MW-W drodze Rozdział 53 Dominy z Luminy
Data: 25.10.2023,
Kategorie:
Nastolatki
Autor: Maciej Wijejski
Śpię snem głębokim i sprawiedliwym.
- Liczyłam na zaliczenie… - Nicole trąca mą zwiędłą męskość.
- To było tylko złudzenie – chichocze Jo, ten studencki dowcip nie zna granic.
- A bliźniacy?
Nicole ściąga prześcieradło z moich, pogrążonych w równie głębokim śnie kuzynów.
- O!
Wtulona między dwa bliźniacze ciała, tkwi Nathalie.
- A ona tu skąd? Nie widziałam jej wcześniej.
- Mogłaś nie zauważyć w tym porannym rozgardiaszu.
- Pewnie tak…
Poranny rozgardiasz, to mało powiedziane. Wyekspediowanie Ukrainek i mojej śpiącej królewny o czasie graniczyło z cudem. Jak się obudzę, nie będę pamiętał, jak trafiłem powrotem do kampera, Tidżeje podobnie. Już wczorajsza impreza była wyczerpująca. Potem ja całą noc żegnałem Maleńką, a kuzyni wciąż od nowa zaliczali Nathalie. Nicole i Jo, to jedyne w pełni rozbudzone osoby na pokładzie kampera.

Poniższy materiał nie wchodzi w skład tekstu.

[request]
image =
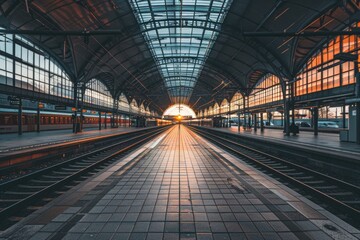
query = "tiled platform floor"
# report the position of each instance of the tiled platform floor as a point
(323, 140)
(180, 190)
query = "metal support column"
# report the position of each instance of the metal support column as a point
(344, 116)
(76, 107)
(255, 122)
(38, 118)
(315, 113)
(238, 118)
(292, 103)
(99, 120)
(105, 123)
(357, 95)
(20, 117)
(244, 126)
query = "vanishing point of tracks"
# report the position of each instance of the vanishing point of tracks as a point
(339, 196)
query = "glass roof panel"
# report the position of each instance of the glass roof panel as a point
(180, 35)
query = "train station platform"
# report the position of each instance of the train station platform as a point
(180, 186)
(323, 141)
(12, 142)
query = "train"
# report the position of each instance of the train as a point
(52, 120)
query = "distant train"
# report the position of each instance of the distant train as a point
(51, 120)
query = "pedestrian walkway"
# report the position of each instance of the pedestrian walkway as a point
(323, 140)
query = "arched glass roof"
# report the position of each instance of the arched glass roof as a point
(180, 35)
(179, 109)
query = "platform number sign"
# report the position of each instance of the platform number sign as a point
(14, 101)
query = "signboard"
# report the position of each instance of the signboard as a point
(14, 101)
(59, 107)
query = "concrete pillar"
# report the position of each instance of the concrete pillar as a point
(99, 120)
(38, 118)
(315, 113)
(20, 130)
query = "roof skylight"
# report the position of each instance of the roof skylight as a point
(180, 35)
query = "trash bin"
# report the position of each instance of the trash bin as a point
(344, 135)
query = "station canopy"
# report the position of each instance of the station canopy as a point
(164, 52)
(179, 110)
(180, 35)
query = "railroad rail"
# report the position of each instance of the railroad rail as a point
(20, 193)
(340, 197)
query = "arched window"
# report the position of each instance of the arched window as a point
(179, 109)
(211, 111)
(123, 103)
(24, 65)
(216, 109)
(224, 107)
(134, 107)
(237, 101)
(96, 93)
(266, 91)
(323, 71)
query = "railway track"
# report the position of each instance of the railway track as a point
(340, 197)
(17, 196)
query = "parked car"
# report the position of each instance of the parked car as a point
(327, 124)
(302, 124)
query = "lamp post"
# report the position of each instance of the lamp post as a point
(348, 57)
(237, 104)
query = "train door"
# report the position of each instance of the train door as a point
(30, 122)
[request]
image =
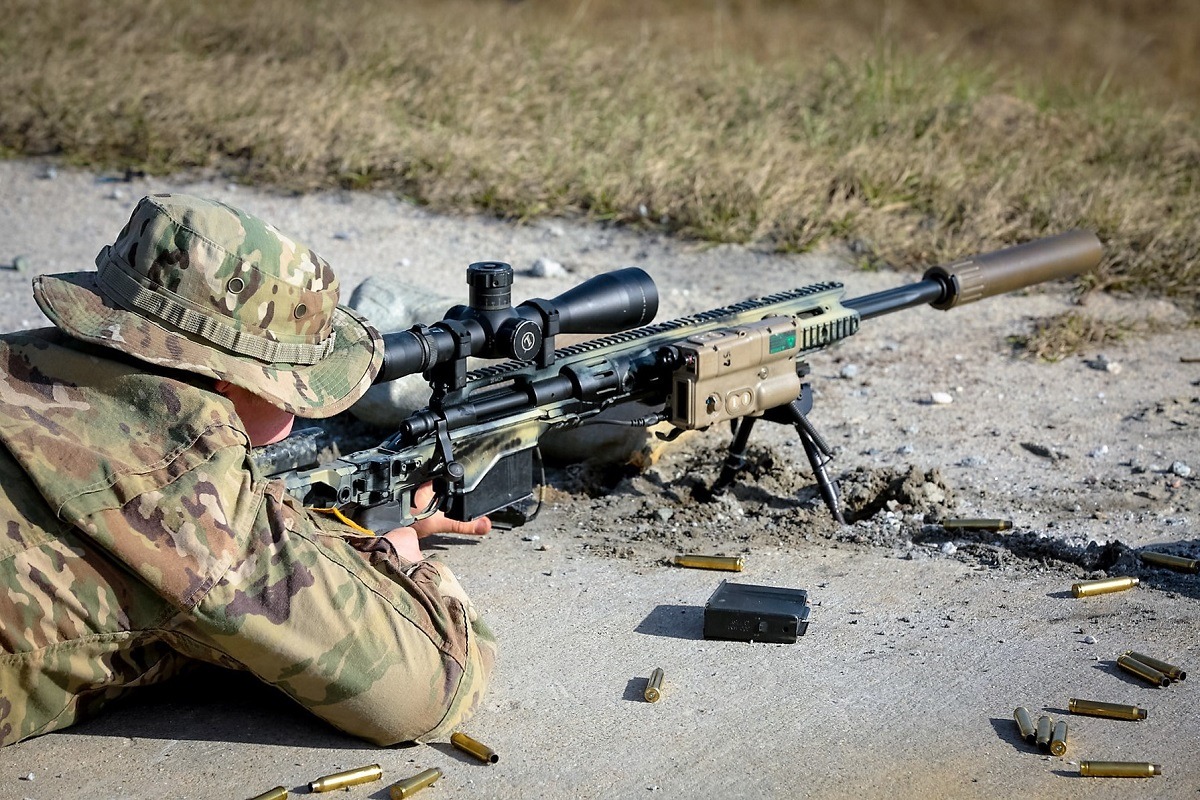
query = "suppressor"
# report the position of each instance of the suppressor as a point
(277, 793)
(1059, 738)
(1177, 563)
(1143, 671)
(1102, 587)
(654, 686)
(726, 563)
(1170, 671)
(347, 779)
(411, 786)
(1025, 725)
(1110, 710)
(971, 523)
(1119, 769)
(468, 745)
(1045, 729)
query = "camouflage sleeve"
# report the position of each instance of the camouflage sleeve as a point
(382, 649)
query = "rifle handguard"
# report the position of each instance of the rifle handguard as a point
(1015, 268)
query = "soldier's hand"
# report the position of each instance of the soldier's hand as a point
(407, 540)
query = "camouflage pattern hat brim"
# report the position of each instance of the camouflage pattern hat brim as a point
(75, 304)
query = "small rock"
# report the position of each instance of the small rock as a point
(545, 268)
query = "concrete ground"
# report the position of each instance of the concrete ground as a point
(893, 691)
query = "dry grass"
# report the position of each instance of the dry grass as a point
(923, 132)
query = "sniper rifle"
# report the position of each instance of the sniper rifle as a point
(741, 364)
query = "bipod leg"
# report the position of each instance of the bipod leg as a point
(735, 461)
(820, 455)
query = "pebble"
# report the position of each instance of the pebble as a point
(545, 268)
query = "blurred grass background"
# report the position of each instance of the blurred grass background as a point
(913, 130)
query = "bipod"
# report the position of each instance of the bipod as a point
(815, 447)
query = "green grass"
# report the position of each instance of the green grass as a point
(772, 124)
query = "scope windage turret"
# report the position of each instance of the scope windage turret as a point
(490, 328)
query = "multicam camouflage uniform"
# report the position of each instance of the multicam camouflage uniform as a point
(137, 534)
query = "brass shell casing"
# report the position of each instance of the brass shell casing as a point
(971, 523)
(1170, 671)
(1025, 725)
(1110, 710)
(726, 563)
(1045, 729)
(411, 786)
(1059, 738)
(349, 777)
(654, 686)
(468, 745)
(1119, 769)
(277, 793)
(1145, 672)
(1177, 563)
(1089, 588)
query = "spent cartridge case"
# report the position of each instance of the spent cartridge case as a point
(1045, 729)
(277, 793)
(1025, 725)
(468, 745)
(1102, 587)
(1110, 710)
(1145, 672)
(1177, 563)
(347, 779)
(1119, 769)
(654, 686)
(973, 523)
(727, 563)
(1170, 671)
(1059, 738)
(411, 786)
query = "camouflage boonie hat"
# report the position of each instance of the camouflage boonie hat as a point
(199, 286)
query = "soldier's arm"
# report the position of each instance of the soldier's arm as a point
(378, 647)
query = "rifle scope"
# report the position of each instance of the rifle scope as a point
(490, 328)
(988, 275)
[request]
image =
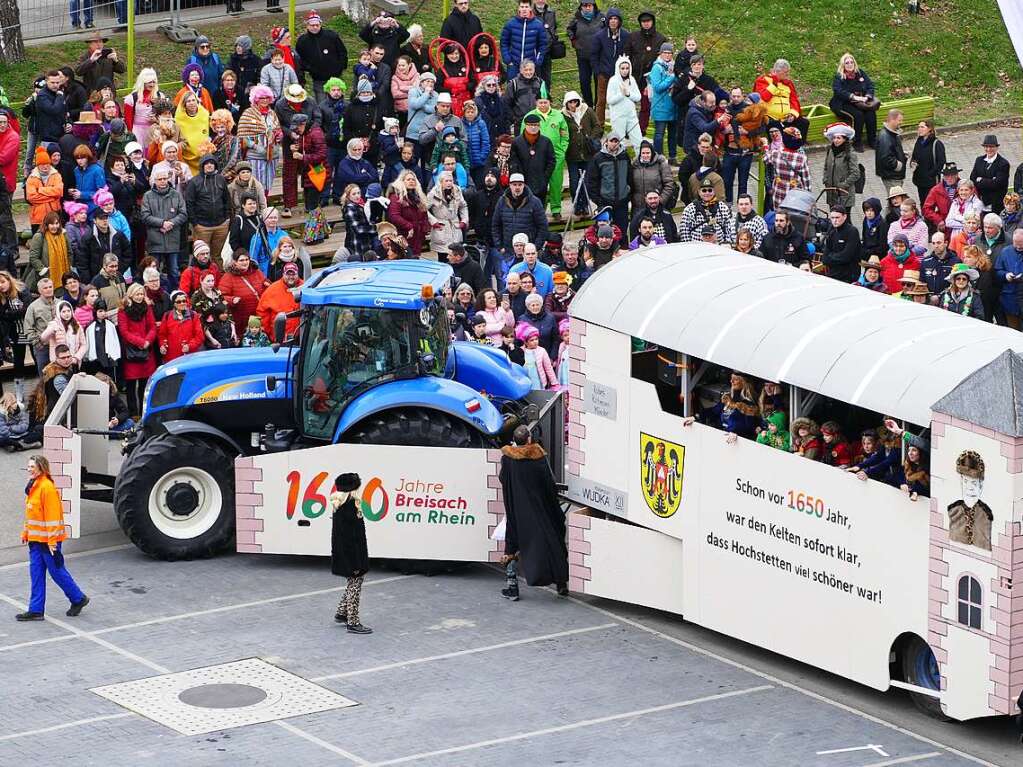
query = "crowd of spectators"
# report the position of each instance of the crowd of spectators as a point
(152, 232)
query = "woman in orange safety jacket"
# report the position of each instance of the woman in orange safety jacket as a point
(44, 530)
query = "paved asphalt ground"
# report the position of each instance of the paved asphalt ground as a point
(454, 675)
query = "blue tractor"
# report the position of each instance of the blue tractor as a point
(371, 361)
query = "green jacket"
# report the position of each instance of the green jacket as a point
(553, 126)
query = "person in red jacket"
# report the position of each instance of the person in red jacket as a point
(837, 452)
(137, 328)
(777, 91)
(198, 267)
(181, 330)
(895, 264)
(278, 298)
(10, 143)
(939, 198)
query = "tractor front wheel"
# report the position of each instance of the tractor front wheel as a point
(174, 498)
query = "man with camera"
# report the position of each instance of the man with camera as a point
(98, 62)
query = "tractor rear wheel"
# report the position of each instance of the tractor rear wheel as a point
(174, 498)
(415, 427)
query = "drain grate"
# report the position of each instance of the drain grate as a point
(218, 697)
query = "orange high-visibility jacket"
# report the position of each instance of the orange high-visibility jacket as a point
(43, 513)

- To co robimy? Przecież oni będą spać do południa, szkoda dnia.
- Idziemy na plażę? Oni niech sobie śpią.
- Eee… Wolałabym ruszać dalej.
- Ja też.
- Mam prawo jazdy.
- Ja też.
- Widziałaś gdzieś kluczyki?
Jo obrzuca spojrzeniem nasze nagie zwłoki.
- Raczej nie mają ich przy sobie…
Kluczyki odnajdują się w pierwszej z brzegu szufladzie. Nicole macha nimi zwycięsko.
- To która prowadzi?
- Ta, która ma kluczyki – mówi Jo, zabrawszy jej kluczyki.
- No wiesz…
Pozostaje zdecydować, co z Nathalie.
- Zrobimy jej niespodziankę?
- Nie wygląda na taką, co gdzieś się ...
... spieszy.
Dziewczyny na powrót przykrywają bliźniaków, Nathalie i niczego nieświadomego mnie. Przemieszczają się do szoferki. Jo za kółkiem, ustawia fotel i lusterka, sprawdza układ biegów. Już prawie przekręca kluczyk w stacyjce.
- Hej! Nie zapomniałyśmy czasem się ubrać?
- Hahaha… Wiesz, nie jestem w nastroju do ubierania. Tak jedźmy!
- Spoko. Ale jednak coś przyniosę.
Nim Jo zdąży zaprotestować, Nicole zrywa się i znika za drzwiami kabiny. Wraca szybko, z niewielkim wibratorem w ręce.
- Walał się w szufladzie, tej, gdzie znalazłam kluczyki. Będzie fajnie!
*
- Patrz przed siebie!
Jo odrywa wzrok od krocza siedzącej obok dziewczyny. Zagląda tam co chwila – szosa przed nimi jest pusta, krajobraz monotonny. Między tymi udami przynajmniej coś się dzieje. Jo, choć i tak nie jedzie szybko, jeszcze zwalnia.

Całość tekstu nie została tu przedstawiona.